The present system includes a tree, an insertion module, and a retrieval module. The insertion module inserts a record and the retrieval module looks up a record beginning at a root node of the tree. If unsuccessful, the insertion or lookup of the record is repeated at one or more of the children subtrees of the root node. When a record cannot be inserted into any of the existing nodes, a new node is created and added to the tree as a leaf. At each level, possible locations for inserting the record are determined by a hash of the record key. Consequently, possible locations of a record in the tree are fixed and determined solely by that record. Moreover, inserted records are not rehashed or relocated.

In one embodiment, the index of the present system is stored in WORM storage. The present system includes an index that prevents logical modification of records. The present system ensures that once a record is preserved in storage such as, for example, WORM storage, the record is accessible in an unaltered form and in a timely fashion. While the present system is described for illustration purposes only in terms of WORM storage, it should be clear that the present system is applicable to any type of storage.

Once a record is committed, the present system ensures that the index entry for that record and the path to the index entry are immutable. The path to an index entry includes the sequence of tree nodes beginning at the root that are traversed to locate the index entry.
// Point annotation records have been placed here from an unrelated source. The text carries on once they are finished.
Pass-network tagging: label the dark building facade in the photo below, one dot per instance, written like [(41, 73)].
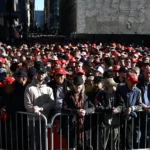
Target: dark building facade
[(47, 15), (39, 17), (54, 16)]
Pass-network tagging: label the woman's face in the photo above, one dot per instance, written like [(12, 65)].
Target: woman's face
[(78, 88)]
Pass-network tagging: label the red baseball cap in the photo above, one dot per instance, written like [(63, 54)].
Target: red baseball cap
[(64, 61), (2, 60), (60, 71), (132, 77), (73, 60), (9, 81), (58, 62), (116, 68), (134, 60), (80, 71)]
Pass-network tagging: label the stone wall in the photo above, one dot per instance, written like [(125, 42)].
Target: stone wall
[(113, 16)]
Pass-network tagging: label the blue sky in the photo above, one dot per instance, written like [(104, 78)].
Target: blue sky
[(39, 4)]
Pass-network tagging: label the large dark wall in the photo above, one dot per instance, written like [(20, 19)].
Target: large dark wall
[(68, 11)]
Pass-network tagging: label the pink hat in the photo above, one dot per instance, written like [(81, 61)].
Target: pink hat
[(60, 71), (132, 77)]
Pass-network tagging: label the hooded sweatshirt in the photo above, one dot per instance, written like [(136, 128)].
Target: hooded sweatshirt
[(39, 95)]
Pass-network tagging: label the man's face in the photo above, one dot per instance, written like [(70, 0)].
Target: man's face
[(131, 84), (122, 74), (147, 74), (40, 76), (59, 78), (97, 73), (98, 85), (78, 88)]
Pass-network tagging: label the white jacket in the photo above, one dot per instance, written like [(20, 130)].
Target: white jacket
[(39, 95)]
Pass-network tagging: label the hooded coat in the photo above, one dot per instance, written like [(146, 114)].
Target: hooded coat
[(39, 95)]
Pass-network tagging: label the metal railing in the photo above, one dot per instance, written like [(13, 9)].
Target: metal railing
[(100, 131)]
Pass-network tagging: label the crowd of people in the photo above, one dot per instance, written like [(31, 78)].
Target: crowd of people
[(81, 79)]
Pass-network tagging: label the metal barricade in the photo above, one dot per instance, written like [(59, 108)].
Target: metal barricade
[(26, 131), (132, 132), (23, 131)]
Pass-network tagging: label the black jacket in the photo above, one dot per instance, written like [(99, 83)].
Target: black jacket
[(70, 108), (66, 86), (14, 101)]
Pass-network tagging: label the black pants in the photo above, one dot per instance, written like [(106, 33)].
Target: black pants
[(37, 135), (16, 132), (129, 133)]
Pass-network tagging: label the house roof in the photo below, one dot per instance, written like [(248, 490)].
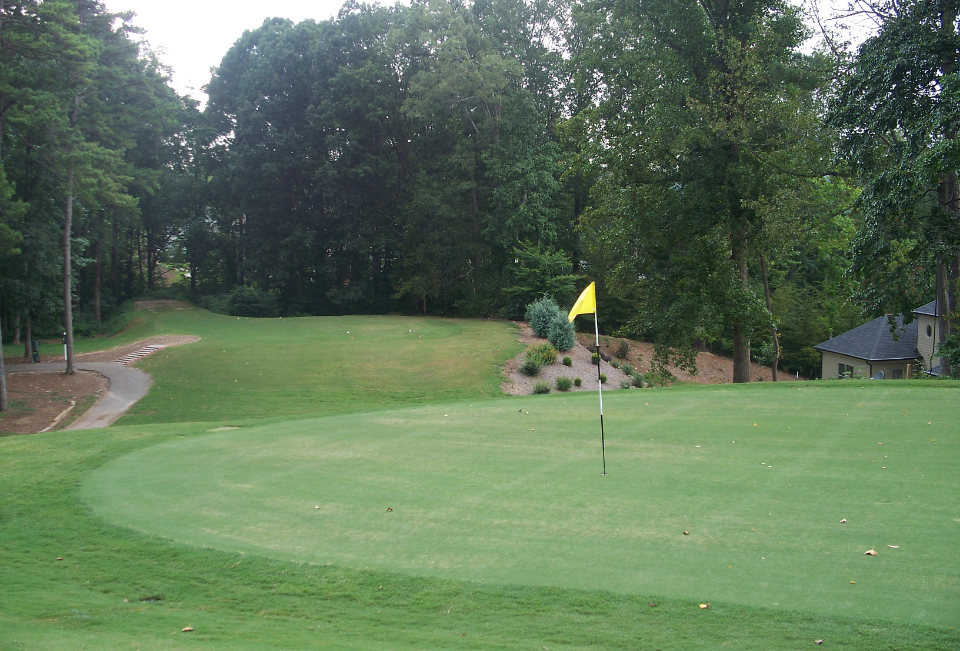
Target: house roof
[(930, 309), (873, 342)]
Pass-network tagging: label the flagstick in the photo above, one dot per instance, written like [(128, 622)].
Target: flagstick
[(603, 452)]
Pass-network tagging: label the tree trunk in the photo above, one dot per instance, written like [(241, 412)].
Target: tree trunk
[(27, 343), (3, 381), (773, 329), (67, 294), (741, 341)]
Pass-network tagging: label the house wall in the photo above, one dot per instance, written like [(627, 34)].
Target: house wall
[(830, 366), (927, 344)]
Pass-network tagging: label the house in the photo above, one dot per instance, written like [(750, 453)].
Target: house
[(871, 348)]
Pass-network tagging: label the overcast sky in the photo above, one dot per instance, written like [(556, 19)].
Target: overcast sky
[(193, 36)]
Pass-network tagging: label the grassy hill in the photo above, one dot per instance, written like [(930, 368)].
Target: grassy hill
[(502, 533)]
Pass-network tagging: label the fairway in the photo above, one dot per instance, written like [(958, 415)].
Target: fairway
[(509, 492)]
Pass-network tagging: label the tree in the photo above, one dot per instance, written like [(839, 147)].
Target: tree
[(702, 114), (898, 108)]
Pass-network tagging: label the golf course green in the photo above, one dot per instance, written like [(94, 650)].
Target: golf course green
[(372, 489)]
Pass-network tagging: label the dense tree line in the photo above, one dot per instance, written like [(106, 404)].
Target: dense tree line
[(723, 187)]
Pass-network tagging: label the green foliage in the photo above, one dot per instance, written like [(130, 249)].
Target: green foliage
[(249, 301), (541, 314), (537, 272), (562, 334), (530, 367), (542, 354)]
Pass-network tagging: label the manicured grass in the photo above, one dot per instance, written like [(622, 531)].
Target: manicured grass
[(120, 589), (510, 492), (580, 557)]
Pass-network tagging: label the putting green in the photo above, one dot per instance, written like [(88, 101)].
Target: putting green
[(510, 491)]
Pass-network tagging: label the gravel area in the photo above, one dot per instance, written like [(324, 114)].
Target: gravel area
[(581, 367)]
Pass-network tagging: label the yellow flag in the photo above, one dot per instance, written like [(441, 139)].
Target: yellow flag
[(586, 304)]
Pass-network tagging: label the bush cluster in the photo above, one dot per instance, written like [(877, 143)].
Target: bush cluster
[(549, 322)]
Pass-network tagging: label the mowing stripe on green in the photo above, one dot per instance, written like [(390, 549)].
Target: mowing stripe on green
[(509, 492)]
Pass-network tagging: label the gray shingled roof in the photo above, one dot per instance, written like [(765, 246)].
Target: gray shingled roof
[(930, 309), (873, 342)]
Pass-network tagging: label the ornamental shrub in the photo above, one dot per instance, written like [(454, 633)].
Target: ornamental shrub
[(562, 334), (541, 314), (529, 367), (542, 354)]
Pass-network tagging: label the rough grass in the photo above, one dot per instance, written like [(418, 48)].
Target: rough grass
[(509, 492)]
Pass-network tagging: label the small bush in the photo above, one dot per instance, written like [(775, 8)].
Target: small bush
[(540, 314), (529, 367), (542, 354), (562, 334), (623, 350)]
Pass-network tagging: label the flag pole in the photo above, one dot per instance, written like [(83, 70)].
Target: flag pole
[(603, 451)]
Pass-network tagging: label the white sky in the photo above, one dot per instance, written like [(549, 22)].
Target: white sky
[(192, 37)]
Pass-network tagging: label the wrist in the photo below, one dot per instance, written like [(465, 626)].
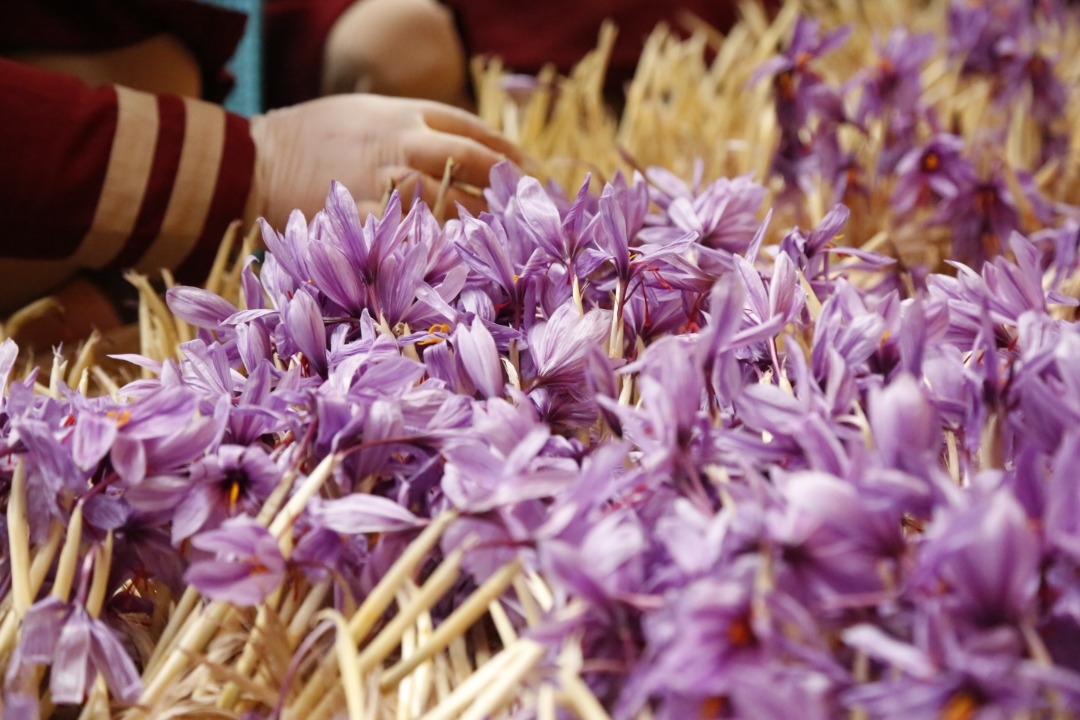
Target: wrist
[(256, 204)]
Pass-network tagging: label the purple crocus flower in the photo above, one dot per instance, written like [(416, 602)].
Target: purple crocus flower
[(798, 89), (893, 83), (982, 217), (247, 567), (936, 171), (234, 479), (77, 647)]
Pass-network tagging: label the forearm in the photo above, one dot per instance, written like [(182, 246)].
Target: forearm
[(109, 177)]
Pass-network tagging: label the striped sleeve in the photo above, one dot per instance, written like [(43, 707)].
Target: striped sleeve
[(110, 177)]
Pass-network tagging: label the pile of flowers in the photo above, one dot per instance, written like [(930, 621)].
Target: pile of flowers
[(674, 461)]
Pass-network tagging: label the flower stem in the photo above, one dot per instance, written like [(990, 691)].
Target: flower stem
[(18, 539)]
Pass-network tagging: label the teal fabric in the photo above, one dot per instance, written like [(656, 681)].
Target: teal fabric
[(246, 64)]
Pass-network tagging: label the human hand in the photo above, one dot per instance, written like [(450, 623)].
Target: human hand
[(368, 143)]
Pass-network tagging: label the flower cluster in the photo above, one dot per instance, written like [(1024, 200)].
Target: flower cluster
[(748, 480)]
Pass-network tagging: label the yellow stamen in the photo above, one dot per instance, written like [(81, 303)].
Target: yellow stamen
[(437, 327), (960, 706), (233, 496), (120, 416)]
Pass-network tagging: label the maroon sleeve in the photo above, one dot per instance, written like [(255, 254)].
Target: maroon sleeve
[(85, 26), (110, 177)]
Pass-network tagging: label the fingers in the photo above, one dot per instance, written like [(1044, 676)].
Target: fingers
[(407, 181), (427, 151), (455, 121)]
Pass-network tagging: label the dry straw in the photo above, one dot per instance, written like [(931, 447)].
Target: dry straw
[(689, 102)]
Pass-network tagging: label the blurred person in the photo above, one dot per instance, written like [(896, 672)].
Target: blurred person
[(115, 157)]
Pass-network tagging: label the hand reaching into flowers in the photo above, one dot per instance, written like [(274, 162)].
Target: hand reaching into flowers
[(368, 143)]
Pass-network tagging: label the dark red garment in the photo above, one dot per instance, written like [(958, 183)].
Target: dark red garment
[(85, 26), (529, 35), (55, 151), (294, 35)]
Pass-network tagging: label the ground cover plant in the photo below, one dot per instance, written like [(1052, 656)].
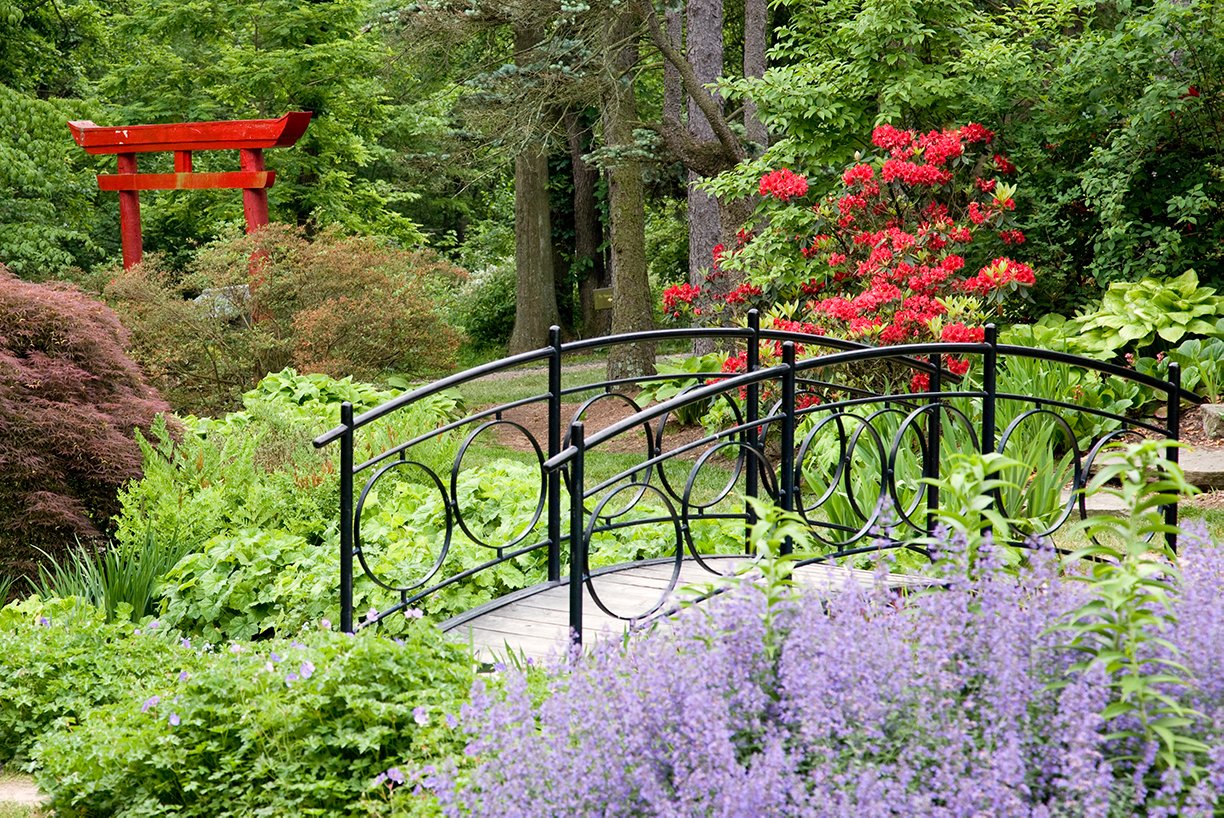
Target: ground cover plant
[(1007, 692), (141, 721)]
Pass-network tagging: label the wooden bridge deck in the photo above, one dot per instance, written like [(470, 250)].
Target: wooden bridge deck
[(534, 622)]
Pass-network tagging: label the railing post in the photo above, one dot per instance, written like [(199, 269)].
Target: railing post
[(788, 419), (752, 413), (1173, 418), (989, 385), (934, 421), (553, 448), (989, 375), (577, 532), (347, 518)]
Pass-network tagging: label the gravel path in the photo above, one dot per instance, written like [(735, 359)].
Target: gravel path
[(18, 789)]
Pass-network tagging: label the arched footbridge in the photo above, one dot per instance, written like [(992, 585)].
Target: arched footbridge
[(563, 468)]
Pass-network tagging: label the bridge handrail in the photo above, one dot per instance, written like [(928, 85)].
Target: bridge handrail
[(563, 459)]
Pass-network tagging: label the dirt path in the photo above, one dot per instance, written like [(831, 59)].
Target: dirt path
[(18, 789)]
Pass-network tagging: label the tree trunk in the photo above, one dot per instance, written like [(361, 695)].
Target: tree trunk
[(632, 310), (755, 26), (673, 87), (535, 304), (703, 47), (588, 230)]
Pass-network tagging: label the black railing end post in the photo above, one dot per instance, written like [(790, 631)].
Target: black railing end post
[(577, 530), (1173, 420), (347, 533), (990, 387), (787, 478), (553, 450)]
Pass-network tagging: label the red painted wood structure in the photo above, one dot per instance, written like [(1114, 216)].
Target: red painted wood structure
[(249, 137)]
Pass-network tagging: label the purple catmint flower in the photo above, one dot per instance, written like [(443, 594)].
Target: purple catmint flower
[(961, 701)]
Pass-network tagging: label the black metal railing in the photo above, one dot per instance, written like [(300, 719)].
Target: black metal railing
[(834, 434)]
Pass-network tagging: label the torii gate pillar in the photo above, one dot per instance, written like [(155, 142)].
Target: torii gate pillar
[(249, 137)]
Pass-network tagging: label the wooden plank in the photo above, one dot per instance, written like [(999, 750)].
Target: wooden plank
[(230, 180), (537, 626)]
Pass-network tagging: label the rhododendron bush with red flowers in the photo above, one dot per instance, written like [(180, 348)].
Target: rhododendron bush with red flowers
[(912, 247)]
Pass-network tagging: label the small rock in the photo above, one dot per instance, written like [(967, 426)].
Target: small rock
[(1213, 420)]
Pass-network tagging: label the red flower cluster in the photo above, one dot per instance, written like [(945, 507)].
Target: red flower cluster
[(678, 296), (783, 185), (974, 132), (879, 258), (998, 274)]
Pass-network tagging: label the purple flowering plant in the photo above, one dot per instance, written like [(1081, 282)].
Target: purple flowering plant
[(1006, 691)]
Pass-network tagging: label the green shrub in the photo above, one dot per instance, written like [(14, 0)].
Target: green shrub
[(60, 660), (338, 305), (486, 312), (280, 727)]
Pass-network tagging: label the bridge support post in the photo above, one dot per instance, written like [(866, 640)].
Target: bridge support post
[(347, 518), (752, 413), (930, 468), (1173, 418), (786, 479), (553, 450), (577, 532)]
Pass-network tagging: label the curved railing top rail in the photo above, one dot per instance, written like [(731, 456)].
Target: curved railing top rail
[(557, 348), (903, 354)]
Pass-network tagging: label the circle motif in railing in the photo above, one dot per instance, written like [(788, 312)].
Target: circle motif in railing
[(365, 550), (520, 534), (639, 478), (1021, 502), (861, 511), (666, 483), (763, 467), (676, 560)]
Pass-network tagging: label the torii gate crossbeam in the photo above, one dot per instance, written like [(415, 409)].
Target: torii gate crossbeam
[(249, 137)]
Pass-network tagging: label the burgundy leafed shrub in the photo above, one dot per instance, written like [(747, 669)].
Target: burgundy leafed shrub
[(70, 399)]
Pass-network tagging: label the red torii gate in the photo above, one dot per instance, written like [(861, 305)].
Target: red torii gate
[(249, 137)]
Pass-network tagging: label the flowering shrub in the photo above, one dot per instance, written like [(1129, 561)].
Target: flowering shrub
[(960, 702), (311, 725), (885, 258)]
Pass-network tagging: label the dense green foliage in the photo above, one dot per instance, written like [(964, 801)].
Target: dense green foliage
[(339, 305), (141, 721)]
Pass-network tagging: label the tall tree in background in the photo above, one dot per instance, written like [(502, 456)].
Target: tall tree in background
[(535, 305), (703, 48), (630, 287)]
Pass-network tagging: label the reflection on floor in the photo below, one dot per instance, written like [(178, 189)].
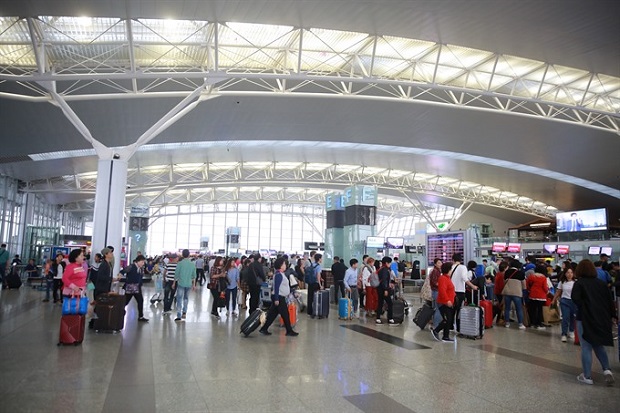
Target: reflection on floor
[(205, 365)]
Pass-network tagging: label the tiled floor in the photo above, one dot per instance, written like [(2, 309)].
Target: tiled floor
[(205, 365)]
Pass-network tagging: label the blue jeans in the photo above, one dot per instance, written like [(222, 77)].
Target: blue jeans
[(569, 310), (49, 284), (508, 299), (182, 299), (437, 314), (586, 353), (231, 292)]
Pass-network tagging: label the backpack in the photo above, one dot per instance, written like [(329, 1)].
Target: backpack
[(311, 275)]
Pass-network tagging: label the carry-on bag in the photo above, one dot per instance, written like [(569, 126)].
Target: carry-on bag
[(251, 323), (423, 316), (75, 305), (292, 314), (72, 329), (156, 298), (398, 310), (487, 306), (345, 308), (110, 310), (321, 304), (472, 320)]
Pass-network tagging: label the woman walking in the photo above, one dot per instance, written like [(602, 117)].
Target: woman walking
[(595, 310)]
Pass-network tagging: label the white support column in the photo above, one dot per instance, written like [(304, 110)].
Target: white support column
[(110, 207)]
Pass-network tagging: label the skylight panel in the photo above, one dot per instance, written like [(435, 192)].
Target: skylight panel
[(256, 35), (332, 40), (149, 31), (83, 30)]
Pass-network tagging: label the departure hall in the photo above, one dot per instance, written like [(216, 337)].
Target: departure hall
[(406, 129)]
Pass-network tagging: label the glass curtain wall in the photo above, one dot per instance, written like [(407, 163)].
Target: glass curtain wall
[(262, 226)]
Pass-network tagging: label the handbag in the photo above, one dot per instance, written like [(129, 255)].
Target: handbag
[(426, 291), (373, 280), (75, 305)]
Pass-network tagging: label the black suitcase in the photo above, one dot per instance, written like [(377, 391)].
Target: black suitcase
[(321, 304), (251, 323), (423, 316), (110, 310), (398, 310)]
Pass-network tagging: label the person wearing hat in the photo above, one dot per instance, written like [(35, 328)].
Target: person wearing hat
[(606, 266), (104, 274)]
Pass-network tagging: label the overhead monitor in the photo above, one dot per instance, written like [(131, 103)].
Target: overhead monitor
[(550, 248), (395, 243), (514, 247), (375, 242), (586, 220), (499, 247)]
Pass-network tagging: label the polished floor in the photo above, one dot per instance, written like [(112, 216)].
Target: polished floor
[(205, 365)]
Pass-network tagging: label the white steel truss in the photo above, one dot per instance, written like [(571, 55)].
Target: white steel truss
[(301, 183), (95, 58)]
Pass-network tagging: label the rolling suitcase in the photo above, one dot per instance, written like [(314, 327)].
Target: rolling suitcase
[(110, 310), (487, 306), (372, 299), (321, 304), (292, 315), (251, 323), (345, 308), (72, 329), (156, 298), (423, 316), (398, 310), (472, 320)]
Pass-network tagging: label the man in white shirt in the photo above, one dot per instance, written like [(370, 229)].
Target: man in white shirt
[(460, 279)]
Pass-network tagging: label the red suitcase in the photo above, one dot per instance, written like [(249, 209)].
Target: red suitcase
[(372, 299), (72, 329), (488, 313)]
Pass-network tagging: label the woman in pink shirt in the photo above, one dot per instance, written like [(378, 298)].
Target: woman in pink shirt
[(74, 276)]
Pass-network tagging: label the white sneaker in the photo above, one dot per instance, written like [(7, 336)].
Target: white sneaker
[(582, 379), (609, 378)]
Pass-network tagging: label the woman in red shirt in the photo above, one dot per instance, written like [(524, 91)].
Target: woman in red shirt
[(537, 289), (74, 276), (445, 300)]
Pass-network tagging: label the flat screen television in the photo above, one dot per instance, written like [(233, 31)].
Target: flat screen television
[(606, 250), (375, 242), (395, 243), (499, 247), (514, 247), (586, 220)]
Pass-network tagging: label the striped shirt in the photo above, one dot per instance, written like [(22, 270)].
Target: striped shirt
[(170, 270)]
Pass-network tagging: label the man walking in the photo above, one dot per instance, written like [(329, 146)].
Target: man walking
[(184, 280), (170, 286), (4, 258)]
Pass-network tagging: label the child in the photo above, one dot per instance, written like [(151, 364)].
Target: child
[(158, 278)]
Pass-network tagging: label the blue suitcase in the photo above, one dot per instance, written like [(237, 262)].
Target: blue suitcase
[(345, 309)]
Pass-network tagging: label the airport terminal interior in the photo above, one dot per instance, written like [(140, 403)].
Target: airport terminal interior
[(230, 127)]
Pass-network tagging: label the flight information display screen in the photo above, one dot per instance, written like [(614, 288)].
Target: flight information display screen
[(443, 246)]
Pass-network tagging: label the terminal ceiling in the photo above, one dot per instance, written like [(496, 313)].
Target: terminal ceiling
[(567, 159)]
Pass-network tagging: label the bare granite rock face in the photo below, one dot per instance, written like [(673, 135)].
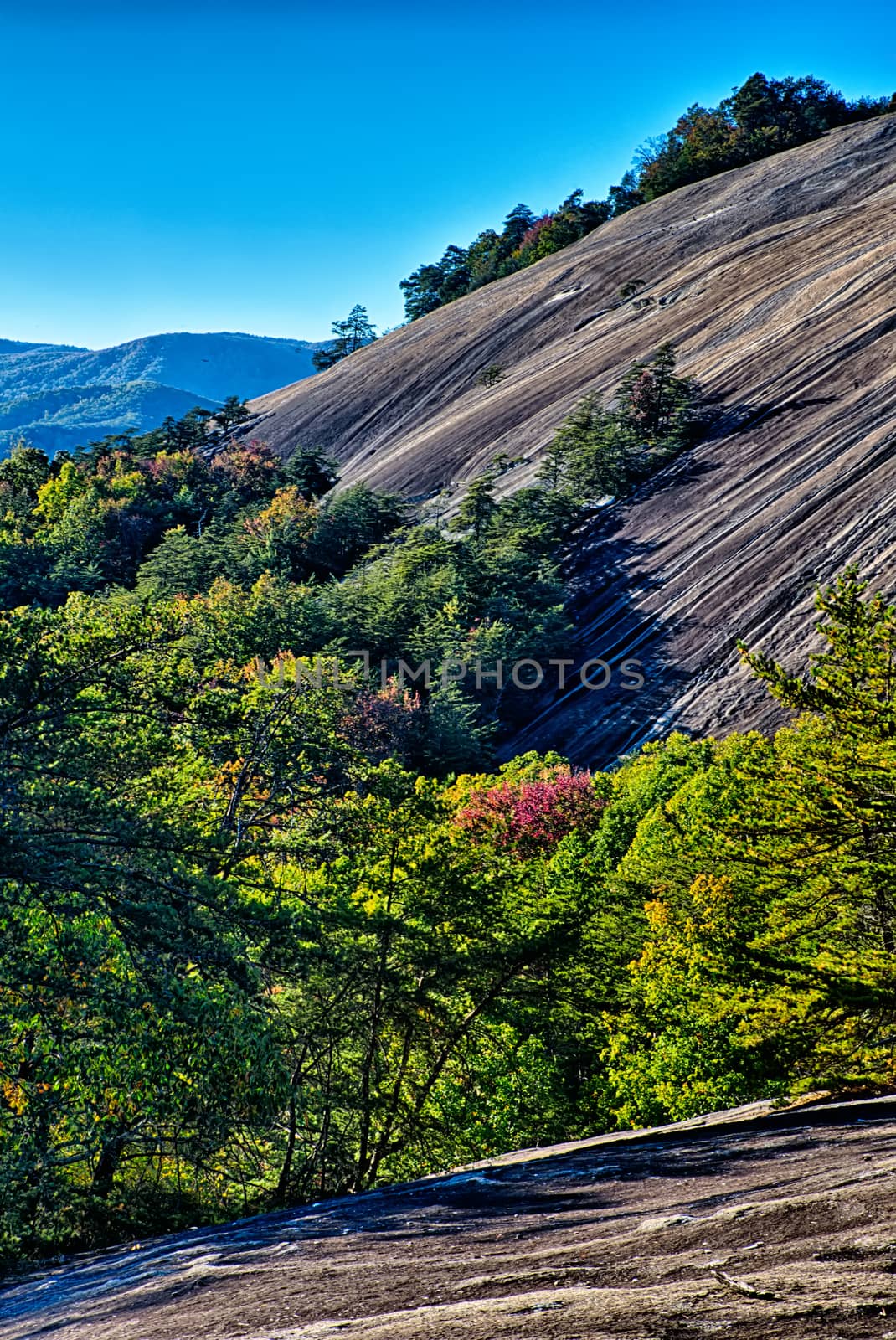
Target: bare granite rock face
[(750, 1225), (775, 283)]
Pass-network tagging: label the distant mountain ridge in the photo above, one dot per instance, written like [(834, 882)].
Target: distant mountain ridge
[(58, 395)]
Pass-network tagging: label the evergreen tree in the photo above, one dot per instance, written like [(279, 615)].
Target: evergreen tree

The insertion of a new record in the present system does not affect access to previously inserted records through the index. Once the insertion of a record into the index has been committed to WORM storage, the record is guaranteed to be accessible through the index unless the WORM storage is compromised. In other words, the record is guaranteed to be accessible through the index unless data stored in the WORM storage can be modified.

The present system supports incremental growth of the index. The present system further scales to extremely large collections of records, supporting a rapidly growing volume of records.

The present system exhibits acceptable space overhead. Rapid improvement in disk aerial density has made storage relatively expensive. However, storage efficiency is still an important consideration, especially since storage required to satisfy intense regulatory scrutiny applied to some records storage situations tends to be considered overhead.

The present system further supports selective disposition of index entries to ensure that expired records cannot be recovered or reconstituted from index entries. Records typically have an expiration date after which the records can be disposed. To prevent reconstruction of records that have been disposed, index entries pointing to the records also require disposition. In some cases, the expired records and index entries have to be “shredded” so that the records cannot be recovered or reconstituted from the index entries even with the use of data forensics.

However, the smallest unit of disposition (e.g., sector, object, disc) is typically larger than an index entry. In one embodiment, each record includes an expiration date. As the present system inserts a record in a tree, an index entry corresponding to the record is stored in a “disposition unit” together with index entries associated with records having similar or equivalent expiration dates. As the records expire and are disposed, the “disposition unit” is disposed, thereby allowing disposition of only those index entries associated with records that have been disposed.

The present system can be used for any trusted means of finding and accessing a record. Examples of such include a file system directory that allows records (files) to be located by a file name, a database index that enables records to be retrieved based on a value of some specified field or combination of fields, and a full-text index that allows finding of records (documents) including a particular word or phrase.

The present invention may be embodied in a utility program such as a data organization utility program. The present invention also provides means for the user to identify a records source or set of records for organization, select a set of requirements, and then invoke the data organization utility program to organize access to the records source or set of records. The set of requirements includes an index tree type and one or more performance and cost objectives.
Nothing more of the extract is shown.